Dalam sosok pribadi manusia
beriman dan beramal shaleh tersebut dapat digambarkan bahwa mereka memiliki
jati diri sebagai pengabdi Allah, serta ikut dalam berkreasi dan berinovasi
guna kepentingan kesejahteraan hidup bersama. Atas dasar keimanan, mampu memelihara
hubungan dengan Allah dan antara dirinya dengan sesama makhluk Allah, sedangkan
realisasi dan keimanan itu terlihat dari kemampuan untuk senantiasa berkreasi
dan berinovasi yang bernilai bagi kehidupan bersama.
D.
Tarbiyah
Dalam bahasa Arab, kata
al-tarbiyah memiliki tiga akar kebakaan, yaitu : Pertama, Rabba, yarbu:
yang memiliki makna tumbuh, bertambah, berkembang. Kedua, Rabbi, yarba,:
yang memiliki makna tumbuh dan menjadi besar atau dewasa. Ketiga, Rabba,
yarubbu,: yang memiliki makna memperbaiki, mengatur, mengurus dan mendidik,
menguasai dan memimpin, menjaga dan memelihara.[17]

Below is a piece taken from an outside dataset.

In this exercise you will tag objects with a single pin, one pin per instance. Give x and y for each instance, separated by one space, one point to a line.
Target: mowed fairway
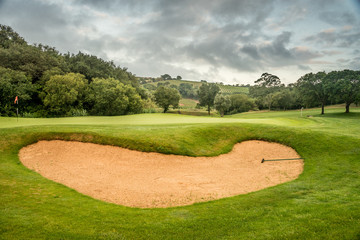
323 203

Menurut Musthafa Al-Ghalayani, “at-tarbiyah
adalah penanaman etika yang mulia pada anak yang sedang tumbuh dengan cara
memberi petunjuk dan nasihat, sehingga ia memiliki potensi dan kompetensi jiwa
yang mantap, yang dapat membuahkan sifat-sifat bijak, baik cinta akan kreasi,
dan berguna bagi tanah airnya”.[18]
Tarbiyah (pendidikan) merupakan
transformasi pengetahuan dari satu generasi kegenerasi, atau dari orang tua
kepada anaknya. Transformasi pengetahuan ini dilakukan dengan penuh keseriusan
agar peserta didik memiliki sikap dan semangat yang tinggi dalam memahami dan
menyadari kehidupannya, sehingga terbentuk ketakwaan, budi pekerti, dan
kepribadian yang luhur. Dengan terbentuknya individu seperti itu maka suatu
pendidikan dapat terealisasikan tujuannya. Karena demikian luasnya pengertian
Al-Tarbiyah ini, maka ada sebagian pakar pendidikan, seperti Naquib al-Attas
yang tidak sependapat dengan pakar pendidikan lainnya yang menggunakan kata Al-Tarbiyah
dengan arti pendidikan.
Menurutnya kata Al-Tarbiyah
terlalu luas arti dan jangkauannya. Kata tersebut tidak hanya menjangkau
manusia melainkan juga menjaga alam jagat raya sebagaimana tersebut.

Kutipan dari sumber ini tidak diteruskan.